Including Dendrophthoaceae Van Tiegh., Dendrophthoraceae Dostál, Elytranthaceae Van Tiegh., Gaiadendraceae Van Tiegh., Lepidariaceae Van Tiegh., Nuytsiaceae Van Tiegh., Porosectaceae Dulac, Psittacanthaceae Nak., Treubaniaceae Van Tiegh., Treubellaceae Van Tiegh.; excluding Eremolepidaceae.
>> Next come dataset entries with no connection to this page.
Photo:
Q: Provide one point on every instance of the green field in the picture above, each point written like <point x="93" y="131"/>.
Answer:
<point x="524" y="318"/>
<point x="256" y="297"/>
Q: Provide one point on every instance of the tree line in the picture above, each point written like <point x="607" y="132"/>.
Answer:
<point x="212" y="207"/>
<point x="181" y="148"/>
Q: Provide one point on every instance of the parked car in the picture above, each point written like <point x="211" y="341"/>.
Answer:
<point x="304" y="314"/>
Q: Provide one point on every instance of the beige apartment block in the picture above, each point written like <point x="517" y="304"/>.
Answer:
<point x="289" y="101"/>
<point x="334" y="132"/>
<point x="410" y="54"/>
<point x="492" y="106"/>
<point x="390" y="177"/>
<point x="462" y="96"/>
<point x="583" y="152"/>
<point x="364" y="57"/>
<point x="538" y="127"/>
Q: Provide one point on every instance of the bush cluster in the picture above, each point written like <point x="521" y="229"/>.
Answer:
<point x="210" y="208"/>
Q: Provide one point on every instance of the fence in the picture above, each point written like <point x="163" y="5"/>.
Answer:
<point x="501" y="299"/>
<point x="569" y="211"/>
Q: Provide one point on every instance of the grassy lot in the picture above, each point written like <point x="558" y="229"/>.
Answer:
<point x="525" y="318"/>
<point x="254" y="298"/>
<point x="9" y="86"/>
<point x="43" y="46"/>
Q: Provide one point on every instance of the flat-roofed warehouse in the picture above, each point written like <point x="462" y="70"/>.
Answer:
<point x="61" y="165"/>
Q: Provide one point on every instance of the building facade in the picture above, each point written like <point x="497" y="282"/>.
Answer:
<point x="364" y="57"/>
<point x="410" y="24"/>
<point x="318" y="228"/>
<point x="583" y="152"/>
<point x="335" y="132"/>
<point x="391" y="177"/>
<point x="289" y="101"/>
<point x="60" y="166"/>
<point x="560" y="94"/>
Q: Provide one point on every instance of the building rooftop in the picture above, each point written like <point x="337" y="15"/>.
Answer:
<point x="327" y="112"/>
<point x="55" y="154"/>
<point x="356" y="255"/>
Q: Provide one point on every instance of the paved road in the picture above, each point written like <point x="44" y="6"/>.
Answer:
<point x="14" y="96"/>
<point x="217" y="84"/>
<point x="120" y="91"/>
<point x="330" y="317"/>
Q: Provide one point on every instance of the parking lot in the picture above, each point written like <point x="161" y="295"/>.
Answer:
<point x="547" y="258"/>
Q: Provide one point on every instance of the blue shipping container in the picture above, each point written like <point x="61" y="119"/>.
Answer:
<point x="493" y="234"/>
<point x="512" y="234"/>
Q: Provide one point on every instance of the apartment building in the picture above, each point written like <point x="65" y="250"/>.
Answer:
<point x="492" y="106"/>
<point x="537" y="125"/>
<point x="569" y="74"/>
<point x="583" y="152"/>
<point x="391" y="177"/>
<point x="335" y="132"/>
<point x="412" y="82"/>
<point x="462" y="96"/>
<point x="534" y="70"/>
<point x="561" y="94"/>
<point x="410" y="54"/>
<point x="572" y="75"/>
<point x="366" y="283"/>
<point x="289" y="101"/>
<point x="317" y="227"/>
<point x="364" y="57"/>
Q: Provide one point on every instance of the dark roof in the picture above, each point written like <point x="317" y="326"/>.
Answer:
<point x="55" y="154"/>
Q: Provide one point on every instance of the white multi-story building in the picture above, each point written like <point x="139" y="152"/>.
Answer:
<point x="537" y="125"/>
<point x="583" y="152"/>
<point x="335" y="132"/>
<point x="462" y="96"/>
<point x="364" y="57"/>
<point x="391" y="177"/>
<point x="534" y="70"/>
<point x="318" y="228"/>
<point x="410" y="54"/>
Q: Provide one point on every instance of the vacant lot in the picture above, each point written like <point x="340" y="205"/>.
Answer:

Habit and leaf form. Shrubs (mostly, or ‘shrublets’), or trees (well grown specimens of Nuytsia), or lianas (a few). ‘Normal’ plants, or switch-plants (occasionally); switch forms with the principal photosynthesizing function transferred to stems. Leaves well developed, or much reduced (rarely). Plants rootless (in the normal sense), or with roots (but with haustoria rather than root-hairs, e.g. Nuytsia?); more or less succulent (in Nuytsia), or non-succulent; partially parasitic (with haustoria which often induce gall-like growth of hosts). Parasitic on aerial parts of the host (mostly), or on roots of the host (a few, with Nuytsia said to parasitize the roots of grasses). Stem growth conspicuously sympodial. Mesophytic, or xerophytic. Leaves evergreen; usually opposite; leathery (usually), or fleshy, or membranous (rarely); borne edgewise to the stem, or ‘normally orientated’; simple. Lamina entire; one-veined, or pinnately veined, or parallel-veined. Leaves exstipulate. Lamina margins entire. Leaf development not ‘graminaceous’.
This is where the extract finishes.